Supply Chain Problems & “Green Metals” 

Supply chain dynamics encompass the fluctuations within supply chains that impact timeliness and the delivery of essential raw materials to manufacturers. The majority of the supply chain issues in the EV market stem from the growing need for “green metals” used in lithium-ion battery production: copper, nickel, and manganese. These materials are not actually that rare or hard to find, but they are usually present in only small amounts, so the problem lies not in finding them, but in extracting and processing them. As governments around the world start investing in electric vehicles and charging infrastructure, the demand for these metals continues to grow and thus cause both higher prices and longer wait times as supply chains adjust to this new demand. 

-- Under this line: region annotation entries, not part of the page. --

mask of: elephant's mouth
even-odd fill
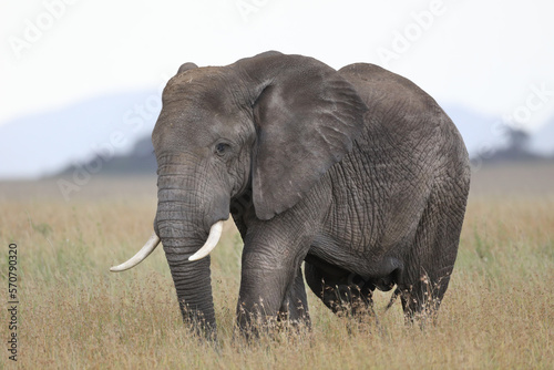
[[[219,238],[222,237],[223,223],[224,223],[223,220],[218,220],[214,225],[212,225],[212,227],[209,228],[209,235],[208,235],[206,241],[204,243],[202,248],[199,248],[195,254],[193,254],[191,257],[188,257],[188,260],[193,261],[193,260],[202,259],[202,258],[206,257],[207,255],[209,255],[209,253],[212,250],[214,250],[217,243],[219,241]],[[156,233],[152,233],[152,236],[150,237],[150,239],[141,248],[141,250],[138,250],[136,253],[136,255],[134,255],[133,257],[131,257],[129,260],[126,260],[125,263],[123,263],[121,265],[111,267],[110,271],[120,273],[120,271],[124,271],[124,270],[127,270],[130,268],[135,267],[136,265],[142,263],[146,257],[148,257],[148,255],[152,251],[154,251],[154,249],[156,249],[160,241],[161,241],[160,237],[156,235]]]

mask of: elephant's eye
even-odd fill
[[[218,155],[224,155],[228,148],[229,148],[229,144],[226,144],[226,143],[218,143],[215,145],[215,152]]]

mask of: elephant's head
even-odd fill
[[[366,105],[326,64],[267,52],[227,66],[183,64],[163,93],[152,134],[157,160],[155,235],[185,320],[215,329],[209,250],[232,202],[248,192],[257,218],[297,204],[352,146]]]

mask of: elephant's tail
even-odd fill
[[[398,296],[400,296],[400,289],[397,287],[397,289],[394,289],[394,292],[390,297],[389,304],[387,305],[387,307],[384,307],[384,312],[387,312],[387,310],[391,308],[392,305],[394,305],[394,301],[397,300]]]

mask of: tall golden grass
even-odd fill
[[[228,223],[212,259],[218,320],[212,346],[184,328],[162,249],[130,271],[109,271],[148,237],[155,178],[96,176],[71,202],[62,199],[55,182],[0,184],[6,300],[9,243],[17,243],[19,253],[17,366],[552,369],[554,188],[535,194],[476,185],[435,326],[407,327],[400,302],[383,312],[390,292],[376,294],[379,325],[372,318],[337,317],[309,292],[311,331],[245,343],[234,326],[242,241]],[[1,312],[0,340],[7,348],[8,312]],[[6,349],[0,353],[0,368],[14,364]]]

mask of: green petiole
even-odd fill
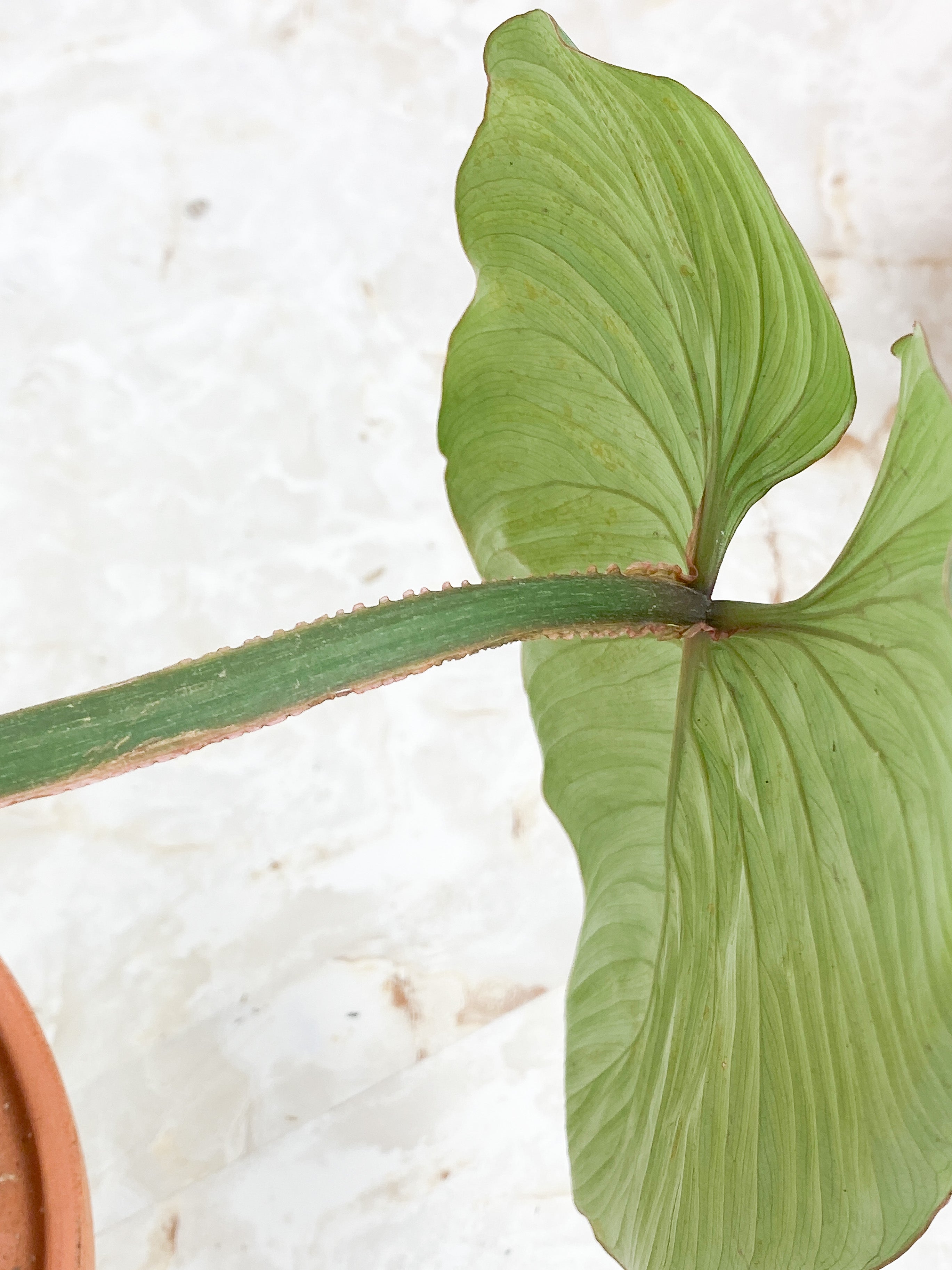
[[[0,716],[0,806],[118,776],[518,640],[679,636],[710,601],[666,578],[517,578],[322,617],[124,683]]]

 This issue is further exacerbated by countries increasing their control of access to essential commodities, such as these green metals. For example, Indonesia completely banned the exports of nickel ore in 2020 and limited trade to only refined nickel products. This policy forced companies to invest money and build nickel refineries in Indonesia instead of shipping raw nickel abroad. This greatly helped the economy of Indonesia and made the country a lot of money (increasing revenue from $3 billion to $30 billion in two years), but it also increased the price of nickel and limited access to raw materials. The Philippines and Zimbabwe have plans to enact similar regulations with their nickel and lithium ores. While these policies bolster local economies, they also inflate commodity prices and restrict access to crucial raw materials. These countries have a vested interest in protecting their natural resources from foreign powers and developing their local economies. China’s role in the mining and processing of these minerals has further complicated the battery supply chain. China currently owns roughly 67% of lithium refining projects around the world, and this stronghold over these minerals is not expected to diminish in the coming years.

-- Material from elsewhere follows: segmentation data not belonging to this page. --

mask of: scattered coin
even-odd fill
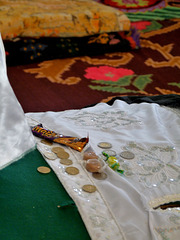
[[[61,164],[64,164],[64,165],[71,165],[73,162],[72,162],[72,160],[71,159],[64,159],[64,158],[62,158],[61,160],[60,160],[60,163]]]
[[[96,187],[94,185],[87,184],[82,187],[82,190],[85,192],[93,193],[96,191]]]
[[[62,152],[58,152],[57,156],[58,156],[58,158],[64,158],[64,159],[66,158],[67,159],[67,158],[69,158],[69,153],[62,151]]]
[[[50,171],[51,171],[50,168],[45,167],[45,166],[40,166],[40,167],[37,168],[37,170],[38,170],[38,172],[44,173],[44,174],[50,173]]]
[[[50,141],[48,141],[48,140],[46,140],[46,139],[42,139],[42,140],[41,140],[41,143],[46,144],[46,145],[49,145],[49,146],[53,145],[52,142],[50,142]]]
[[[120,153],[120,156],[125,159],[133,159],[135,157],[134,153],[130,151],[123,151]]]
[[[67,167],[65,171],[70,175],[77,175],[79,173],[79,169],[76,167]]]
[[[104,150],[103,152],[108,154],[109,156],[116,156],[116,152],[114,150]]]
[[[107,149],[107,148],[111,148],[112,144],[108,142],[100,142],[98,143],[98,147]]]
[[[43,152],[43,154],[49,160],[55,160],[57,158],[56,154],[53,152]]]
[[[51,149],[51,151],[52,152],[54,152],[54,153],[58,153],[58,152],[64,152],[64,148],[61,148],[61,147],[53,147],[52,149]]]
[[[107,178],[107,174],[103,173],[103,172],[102,173],[93,173],[92,176],[98,180],[105,180]]]

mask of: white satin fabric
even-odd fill
[[[0,36],[0,169],[35,147],[24,112],[9,84]]]
[[[107,167],[105,180],[94,179],[83,168],[81,154],[74,150],[68,151],[80,170],[76,177],[68,176],[58,159],[46,159],[76,202],[92,239],[179,239],[180,209],[155,209],[180,201],[178,111],[158,104],[129,105],[117,100],[113,106],[100,103],[81,110],[26,116],[58,133],[79,137],[89,134],[90,145],[98,155],[102,152],[98,143],[102,141],[110,142],[116,151],[125,173],[122,176]],[[42,153],[51,150],[37,141]],[[135,158],[122,159],[119,154],[124,150],[133,152]],[[85,195],[81,185],[86,183],[96,185],[98,192]]]

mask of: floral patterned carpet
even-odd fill
[[[132,22],[140,49],[9,66],[25,112],[79,109],[114,97],[180,95],[180,19]]]

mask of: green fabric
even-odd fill
[[[36,149],[0,171],[0,239],[89,240],[73,200],[39,166],[48,164]]]
[[[162,9],[155,9],[146,12],[126,13],[131,22],[142,20],[165,20],[180,18],[180,8],[167,6]]]

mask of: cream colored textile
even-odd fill
[[[82,37],[130,29],[127,16],[87,0],[0,0],[0,32],[14,37]]]

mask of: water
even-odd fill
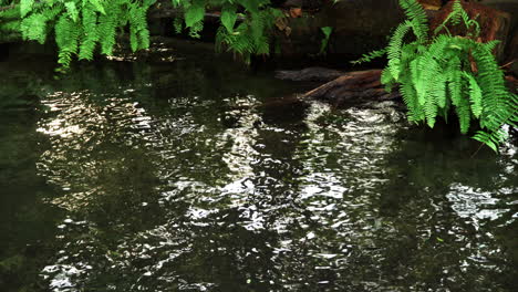
[[[518,286],[516,146],[210,56],[0,66],[0,291]]]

BloombergNEF graph of battery prices over time

These decisions have heightened anxiety within the manufacturing sector, where there is now apprehension that these increased regulations could potentially lead to further resource protectionism, which will drive up the prices of critical commodities and hinder access to raw materials. Ultimately, the high extraction costs of green metals decrease the likelihood of adequately meeting demand for the EV market, slowing down production and increasing the final cost of electric vehicles.


Lithium market could see a supply deficit this year

Some Good News 

Several potential solutions exist, such as technological advancements in battery technology and finding alternative materials for batteries, battery recycling, and encouraging local mining with strong social and environmental protections.

Technological Advancements 

Further development is already underway to find alternatives to nickel, manganese, and cobalt (NMC) in battery cathodes, with one such alternative, lithium iron phosphate cathodes (LFP), gaining popularity. LFP is cheaper and can help boost performance. Tesla is already using LFP batteries in some of their models, and manufacturers like Ford and Volkswagen also announced that they plan to utilize this chemistry in some of their electric vehicles too. Research into solid-state batteries has been pumping up in recent years, as well, and several automakers, including Mercedes-Benz and Toyota, have invested heavily in this technology. This technology replaces the liquid electrolyte in lithium-ion batteries with solid ceramics, which allows for more energy storage in the same physical space and faster charging times. Sodium-ion batteries are another developing technology that completely replaces lithium with sodium, a cheaper and more widely available material than lithium. 

Battery Recycling 

Another necessary step in reducing the demand on the supply chain is establishing strong recycling practices with a circular economy of batteries that encompasses their entire lifespan. Analysts from the National Renewable Energy Laboratory have found that recycling and reusing lithium-ion batteries has the potential to stabilize the supply chain, reduce resource mining and extraction, and lessen environmental degradation.  By improving infrastructure to better handle the recycling of current and future batteries, the US can create a circular economy in which value and minerals are extracted from older batteries for multiple lifespans. Currently, Tesla is able to recycle 92% of old battery cell metals and materials at a rate of 50 tons of recycled material per week.  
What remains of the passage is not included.